Self-care stopped being another item on a long list, the thing I squeezed in after everything else was handled, the concession I made to myself so I could keep going. It became foundational instead. Non-negotiable in the way sleep is non-negotiable. Not earned. Just necessary.

What that looked like wasn't grand. Cooking a good meal and eating it slowly, without standing at the counter. Music in the kitchen while my daughter and I moved through the morning.

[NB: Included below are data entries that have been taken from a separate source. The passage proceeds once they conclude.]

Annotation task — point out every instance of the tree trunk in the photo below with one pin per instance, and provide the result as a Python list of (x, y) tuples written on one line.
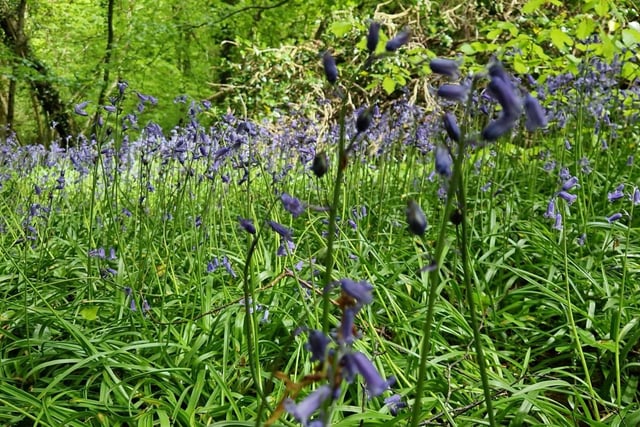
[(12, 25)]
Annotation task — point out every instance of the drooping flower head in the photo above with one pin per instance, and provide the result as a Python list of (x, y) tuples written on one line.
[(373, 36), (398, 41), (330, 68)]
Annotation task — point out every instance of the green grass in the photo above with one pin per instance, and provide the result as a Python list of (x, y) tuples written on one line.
[(559, 321)]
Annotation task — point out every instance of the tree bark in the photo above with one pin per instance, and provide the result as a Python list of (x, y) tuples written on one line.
[(12, 25)]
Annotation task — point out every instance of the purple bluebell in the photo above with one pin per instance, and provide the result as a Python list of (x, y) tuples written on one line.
[(535, 116), (445, 67), (247, 225), (79, 109), (283, 231), (453, 92), (360, 291), (443, 161), (398, 41), (227, 265), (363, 121), (320, 164), (304, 410), (635, 198), (416, 219), (551, 209), (292, 205), (617, 194), (286, 248), (359, 363), (451, 126), (558, 222), (570, 183), (317, 344), (568, 197), (503, 92), (373, 36), (613, 218), (330, 68)]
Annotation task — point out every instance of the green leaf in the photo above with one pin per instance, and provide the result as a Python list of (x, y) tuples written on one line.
[(340, 28), (585, 27), (560, 39), (532, 6), (89, 313), (389, 85)]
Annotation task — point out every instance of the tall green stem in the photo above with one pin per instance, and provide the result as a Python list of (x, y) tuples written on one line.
[(333, 213)]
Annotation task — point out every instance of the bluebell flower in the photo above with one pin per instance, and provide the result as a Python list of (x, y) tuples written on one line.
[(373, 36), (360, 291), (304, 410), (283, 231), (568, 197), (443, 161), (416, 219), (535, 115), (395, 404), (617, 194), (247, 225), (451, 126), (227, 266), (398, 41), (330, 68), (292, 205), (558, 223), (445, 67), (551, 209), (635, 198), (457, 93), (613, 218), (317, 344), (502, 90), (79, 109), (359, 363), (570, 183)]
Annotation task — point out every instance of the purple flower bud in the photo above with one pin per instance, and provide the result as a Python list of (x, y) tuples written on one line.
[(292, 205), (364, 120), (79, 108), (503, 92), (330, 68), (551, 209), (568, 197), (373, 36), (453, 92), (451, 126), (247, 225), (558, 224), (498, 127), (305, 409), (320, 164), (398, 41), (534, 113), (360, 291), (613, 218), (283, 231), (570, 183), (445, 67), (416, 219), (443, 161)]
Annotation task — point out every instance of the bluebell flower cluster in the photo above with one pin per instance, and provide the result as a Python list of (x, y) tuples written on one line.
[(338, 361)]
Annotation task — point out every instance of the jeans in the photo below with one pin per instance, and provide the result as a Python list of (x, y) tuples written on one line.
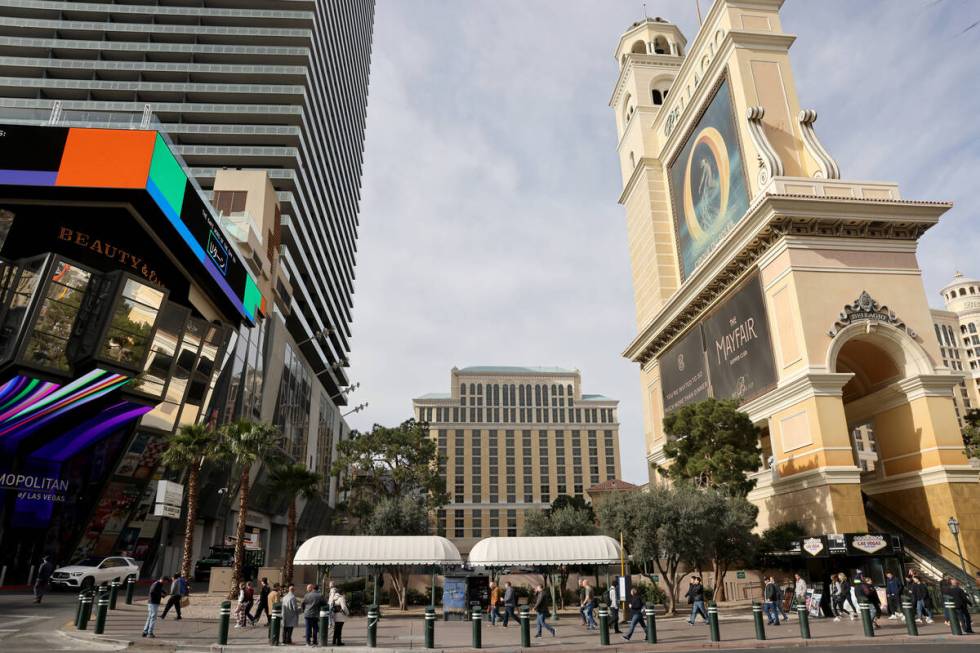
[(312, 630), (698, 608), (151, 617), (636, 619), (542, 623), (772, 613), (921, 610), (586, 611)]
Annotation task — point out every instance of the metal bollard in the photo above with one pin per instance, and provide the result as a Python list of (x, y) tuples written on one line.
[(86, 610), (102, 612), (954, 618), (114, 593), (869, 627), (373, 616), (430, 627), (324, 626), (650, 610), (713, 622), (760, 629), (804, 616), (910, 624), (603, 625), (477, 627), (525, 617), (224, 617), (275, 624)]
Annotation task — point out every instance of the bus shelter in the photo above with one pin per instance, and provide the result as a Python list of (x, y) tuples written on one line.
[(380, 552), (549, 553)]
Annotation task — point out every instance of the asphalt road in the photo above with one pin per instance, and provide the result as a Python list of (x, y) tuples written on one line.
[(28, 627)]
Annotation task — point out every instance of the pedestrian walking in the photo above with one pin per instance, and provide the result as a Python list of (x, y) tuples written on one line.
[(893, 595), (695, 599), (510, 603), (771, 596), (262, 604), (178, 590), (290, 614), (495, 601), (43, 579), (636, 614), (311, 604), (338, 613), (541, 611), (920, 596), (961, 605), (157, 592), (613, 597), (588, 600)]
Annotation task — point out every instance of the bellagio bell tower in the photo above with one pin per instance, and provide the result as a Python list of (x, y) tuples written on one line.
[(761, 274)]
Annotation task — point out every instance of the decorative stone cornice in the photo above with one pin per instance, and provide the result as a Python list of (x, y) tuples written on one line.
[(827, 166), (866, 309), (770, 218)]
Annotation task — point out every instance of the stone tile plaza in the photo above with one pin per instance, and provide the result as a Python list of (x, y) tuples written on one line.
[(316, 325)]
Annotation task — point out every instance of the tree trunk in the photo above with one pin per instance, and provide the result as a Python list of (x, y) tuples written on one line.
[(236, 576), (192, 475), (287, 565)]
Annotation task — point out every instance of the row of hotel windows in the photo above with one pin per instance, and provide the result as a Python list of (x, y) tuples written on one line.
[(510, 494), (441, 415)]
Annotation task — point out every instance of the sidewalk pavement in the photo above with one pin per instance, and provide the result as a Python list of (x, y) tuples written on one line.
[(124, 627)]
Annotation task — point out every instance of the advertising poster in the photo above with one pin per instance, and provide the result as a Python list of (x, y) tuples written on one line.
[(738, 347), (683, 376), (707, 180)]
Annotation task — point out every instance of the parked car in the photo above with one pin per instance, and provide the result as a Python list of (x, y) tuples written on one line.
[(92, 571)]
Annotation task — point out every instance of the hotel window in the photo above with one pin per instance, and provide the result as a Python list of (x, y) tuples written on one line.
[(543, 459)]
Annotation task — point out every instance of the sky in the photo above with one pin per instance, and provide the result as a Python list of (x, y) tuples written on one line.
[(490, 232)]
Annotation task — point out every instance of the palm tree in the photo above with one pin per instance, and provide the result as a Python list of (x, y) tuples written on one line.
[(186, 450), (293, 481), (244, 443)]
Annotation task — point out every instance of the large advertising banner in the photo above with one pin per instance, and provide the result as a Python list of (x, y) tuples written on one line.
[(708, 186), (683, 376), (737, 343)]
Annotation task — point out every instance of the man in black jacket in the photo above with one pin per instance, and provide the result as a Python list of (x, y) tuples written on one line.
[(636, 613), (961, 605)]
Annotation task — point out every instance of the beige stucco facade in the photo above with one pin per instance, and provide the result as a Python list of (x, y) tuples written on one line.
[(851, 335)]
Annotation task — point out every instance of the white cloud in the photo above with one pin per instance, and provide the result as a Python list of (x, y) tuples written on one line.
[(490, 232)]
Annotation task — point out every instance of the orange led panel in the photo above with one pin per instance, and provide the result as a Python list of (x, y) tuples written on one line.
[(106, 158)]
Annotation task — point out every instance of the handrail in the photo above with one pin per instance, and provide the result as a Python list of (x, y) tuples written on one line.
[(926, 539)]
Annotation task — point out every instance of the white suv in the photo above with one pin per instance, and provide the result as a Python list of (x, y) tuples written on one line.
[(90, 572)]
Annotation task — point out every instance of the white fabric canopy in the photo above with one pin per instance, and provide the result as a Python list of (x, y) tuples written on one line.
[(377, 550), (528, 551)]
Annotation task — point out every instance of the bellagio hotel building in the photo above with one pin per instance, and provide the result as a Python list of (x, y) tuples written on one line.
[(512, 439)]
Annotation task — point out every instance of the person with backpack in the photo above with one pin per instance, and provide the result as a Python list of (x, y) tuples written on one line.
[(541, 610)]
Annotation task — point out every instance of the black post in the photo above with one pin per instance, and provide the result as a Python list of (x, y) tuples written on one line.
[(713, 622), (603, 625), (86, 610), (373, 615), (430, 627), (275, 624), (102, 612), (114, 593), (525, 627), (954, 619), (804, 621), (866, 620), (477, 618), (224, 617), (651, 614), (760, 629), (910, 624)]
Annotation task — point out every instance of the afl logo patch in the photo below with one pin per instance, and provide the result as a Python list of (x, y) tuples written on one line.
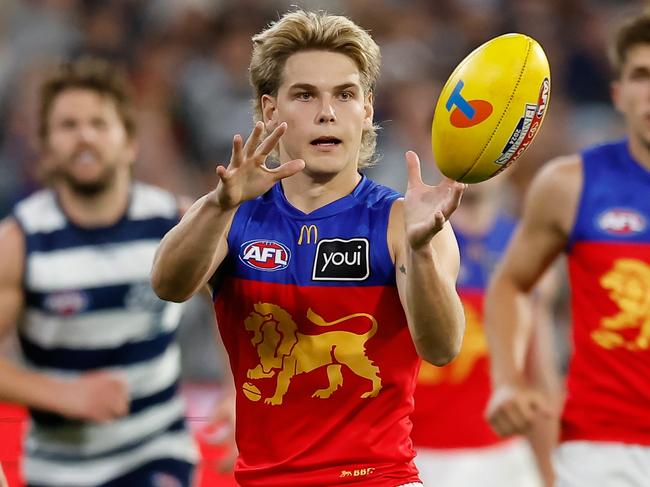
[(265, 255), (66, 303), (341, 260), (621, 221)]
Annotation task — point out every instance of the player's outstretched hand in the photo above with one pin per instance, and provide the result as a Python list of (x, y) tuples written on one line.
[(427, 208), (96, 396), (247, 176), (513, 409)]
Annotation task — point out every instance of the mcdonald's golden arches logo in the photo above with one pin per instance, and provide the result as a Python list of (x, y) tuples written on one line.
[(306, 230)]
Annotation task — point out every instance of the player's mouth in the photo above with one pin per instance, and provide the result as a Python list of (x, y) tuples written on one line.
[(85, 157), (326, 143)]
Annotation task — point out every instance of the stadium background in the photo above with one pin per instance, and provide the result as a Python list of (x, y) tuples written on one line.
[(188, 62)]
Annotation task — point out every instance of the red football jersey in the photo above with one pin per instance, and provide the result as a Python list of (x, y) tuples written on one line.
[(608, 391), (321, 354)]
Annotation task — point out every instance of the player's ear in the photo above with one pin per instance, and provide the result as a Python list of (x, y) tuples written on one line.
[(614, 91), (370, 111), (269, 111)]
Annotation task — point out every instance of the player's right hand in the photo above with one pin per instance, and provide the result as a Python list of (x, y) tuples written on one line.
[(247, 176), (513, 409), (100, 397)]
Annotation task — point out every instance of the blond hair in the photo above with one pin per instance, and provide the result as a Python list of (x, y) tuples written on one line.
[(298, 31)]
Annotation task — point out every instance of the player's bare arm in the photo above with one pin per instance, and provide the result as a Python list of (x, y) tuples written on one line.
[(542, 234), (427, 263), (191, 252), (99, 396)]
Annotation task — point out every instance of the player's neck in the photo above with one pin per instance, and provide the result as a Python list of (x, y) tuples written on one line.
[(308, 193), (99, 210)]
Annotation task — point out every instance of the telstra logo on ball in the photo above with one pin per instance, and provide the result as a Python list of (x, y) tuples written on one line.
[(466, 113)]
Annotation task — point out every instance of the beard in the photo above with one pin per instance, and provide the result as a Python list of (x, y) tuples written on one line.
[(90, 188), (82, 187)]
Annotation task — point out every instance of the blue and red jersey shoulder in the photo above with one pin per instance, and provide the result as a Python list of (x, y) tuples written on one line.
[(462, 388), (609, 268), (322, 358)]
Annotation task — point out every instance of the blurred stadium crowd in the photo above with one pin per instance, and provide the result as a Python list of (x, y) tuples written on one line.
[(188, 60)]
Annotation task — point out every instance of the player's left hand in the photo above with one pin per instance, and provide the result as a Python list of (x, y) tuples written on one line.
[(427, 208)]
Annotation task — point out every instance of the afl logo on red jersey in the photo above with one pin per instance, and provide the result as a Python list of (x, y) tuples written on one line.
[(265, 255), (621, 221)]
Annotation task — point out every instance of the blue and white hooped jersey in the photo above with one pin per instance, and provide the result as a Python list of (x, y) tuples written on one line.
[(89, 306)]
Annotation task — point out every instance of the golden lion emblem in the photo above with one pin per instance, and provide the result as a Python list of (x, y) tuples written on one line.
[(282, 348), (629, 285)]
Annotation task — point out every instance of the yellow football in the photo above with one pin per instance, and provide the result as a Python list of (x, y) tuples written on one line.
[(491, 108)]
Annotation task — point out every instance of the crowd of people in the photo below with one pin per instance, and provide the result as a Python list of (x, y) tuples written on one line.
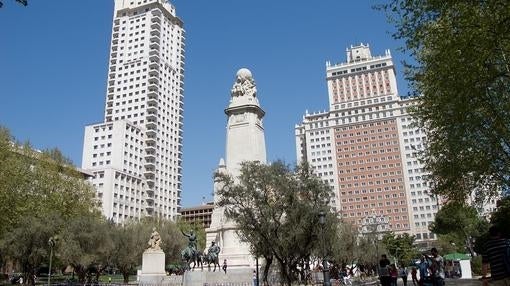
[(431, 271)]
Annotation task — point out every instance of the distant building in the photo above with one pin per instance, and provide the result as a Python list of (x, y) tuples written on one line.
[(199, 215), (365, 147), (136, 152)]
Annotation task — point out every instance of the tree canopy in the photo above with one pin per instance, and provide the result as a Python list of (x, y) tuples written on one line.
[(277, 211), (460, 225), (401, 247), (460, 71)]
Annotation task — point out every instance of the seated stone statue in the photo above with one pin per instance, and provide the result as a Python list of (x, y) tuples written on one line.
[(155, 240)]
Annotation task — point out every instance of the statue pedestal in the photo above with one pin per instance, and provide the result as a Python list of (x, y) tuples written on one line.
[(153, 268)]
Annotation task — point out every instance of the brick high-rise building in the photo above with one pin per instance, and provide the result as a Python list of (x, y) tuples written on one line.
[(359, 147), (136, 152)]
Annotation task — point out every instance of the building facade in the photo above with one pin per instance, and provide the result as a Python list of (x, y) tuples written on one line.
[(199, 215), (364, 146), (136, 152)]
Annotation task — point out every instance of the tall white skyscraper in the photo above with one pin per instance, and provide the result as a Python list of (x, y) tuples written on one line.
[(136, 153)]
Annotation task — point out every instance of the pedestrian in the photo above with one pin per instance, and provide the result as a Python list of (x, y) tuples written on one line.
[(413, 276), (225, 266), (394, 275), (424, 268), (436, 268), (384, 274), (497, 256), (402, 272)]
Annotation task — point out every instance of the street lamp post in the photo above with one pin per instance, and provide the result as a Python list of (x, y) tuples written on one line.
[(322, 221), (51, 243), (396, 256)]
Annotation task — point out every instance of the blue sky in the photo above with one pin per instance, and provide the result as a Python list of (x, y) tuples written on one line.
[(53, 67)]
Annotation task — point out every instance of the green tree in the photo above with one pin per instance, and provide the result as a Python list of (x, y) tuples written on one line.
[(460, 68), (84, 243), (277, 211), (26, 243), (501, 216), (37, 186), (199, 232), (401, 247), (350, 247), (461, 224)]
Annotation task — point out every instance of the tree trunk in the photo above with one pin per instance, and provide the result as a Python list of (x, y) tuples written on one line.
[(81, 272), (285, 272), (269, 261)]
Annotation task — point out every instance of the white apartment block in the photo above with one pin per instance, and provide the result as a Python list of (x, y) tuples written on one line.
[(136, 153), (359, 146)]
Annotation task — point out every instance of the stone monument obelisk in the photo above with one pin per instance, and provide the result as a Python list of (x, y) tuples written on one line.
[(153, 262), (245, 142)]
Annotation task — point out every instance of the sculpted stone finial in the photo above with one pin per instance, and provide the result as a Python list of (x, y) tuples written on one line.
[(155, 240), (244, 84)]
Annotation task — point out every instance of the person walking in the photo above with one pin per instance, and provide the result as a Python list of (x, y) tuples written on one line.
[(384, 274), (424, 267), (225, 266), (402, 272), (393, 275), (497, 256), (436, 268), (413, 276)]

Sitting in the sun long enough for my shoulders to actually drop. Laughing with friends without one eye on the door.

Small things. Ordinary things. But in those moments I wasn't bracing. I wasn't earning. I wasn't performing usefulness to justify my presence.

The freedom I had been looking for wasn't dramatic. It was the ability to enjoy something without having to explain it first. To let joy move through me without immediately asking whether I'd done enough to deserve it.

Rebellion, I've come to understand, is not destruction.

It's this. Staying in the room when someone is celebrating you. Letting the attention land. Not contracting against the love directed your way. My mother couldn't do that at seventy. I want to learn it now.

"Leaving wasn't the rebellion. Refusing to disappear was."

Henrieta Haniskova is a former nurse and clinical aromatherapist working at the intersection of neurosomatic experience, women's health, and sensory ritual. She helps women restore nervous-system balance and emotional vitality through touch, scent, and presence.

SIDEBAR: SEVEN WAYS TO HOLD YOURSELF WHILE YOU HEAL

1.  Pause Before You Interpret

When a big emotion rises, shame, anger, grief, resist the urge to analyze it. Ask: What is happening in my body right now? Heat? Tightness? Numbness? Name sensation before story.

2.  Reduce the Intensity, Not the Truth

You do not have to feel everything at once. Open the door a little. Then close it. Take one breath. Look around the room. Let your nervous system know you are here, now, safe enough.

3.  Find One Anchor

A hand on your chest. Feet pressed into the floor. Warm tea in your palms. Your body needs something steady while you touch something tender.

4.  Separate Past From Present

Ask gently: Is this reaction about this moment or is it older? Sometimes what feels overwhelming now is a younger part of you finally speaking. You are not regressing. You are remembering.

5.  Befriend the Protector

Notice the part of you that wants to shut this down. The one that says, "Don't go there." That part kept you safe once. Thank it before you ask it to soften.

6.  Move in Small Doses

Deep work is not dramatic. It is rhythmic. Touch the emotion. Return to something neutral. Touch it again. Healing happens in waves, not floods.

7.  End With Return

After you feel, orient back to the present. Stand up. Wash your hands. Step outside. Text a friend. Do something that signals completion. The nervous system needs clear endings as much as it needs expression.

Frequently asked questions

Receiving, being held, accepting care, inhabiting celebration without deflecting it, are described as rebellions for women who have been trained to give without limit. The essay's central scene is a photograph of the writer's mother at her 70th birthday, visibly uncomfortable being celebrated, as though the attention didn't belong to her. Recognizing yourself in that image is the beginning of the work.

The somatic therapist writing this essay describes anger as her first signal: slow, clarifying, building in the body over years of ignored requests. It had volume and direction and moved her out of a script she'd been following so long she'd mistaken it for her own writing. Anger is not the wound but the body telling you the wound exists.

Somatic therapy addresses the body-stored patterns rather than only the cognitive understanding of them. The essay describes years of resentment, overwhelm, and accumulated responsibility as held in the body rather than resolved by insight alone. The quiet rebellion begins when you stop deflecting compliments and start allowing yourself to be held, which the body has to relearn after years of performing unavailability.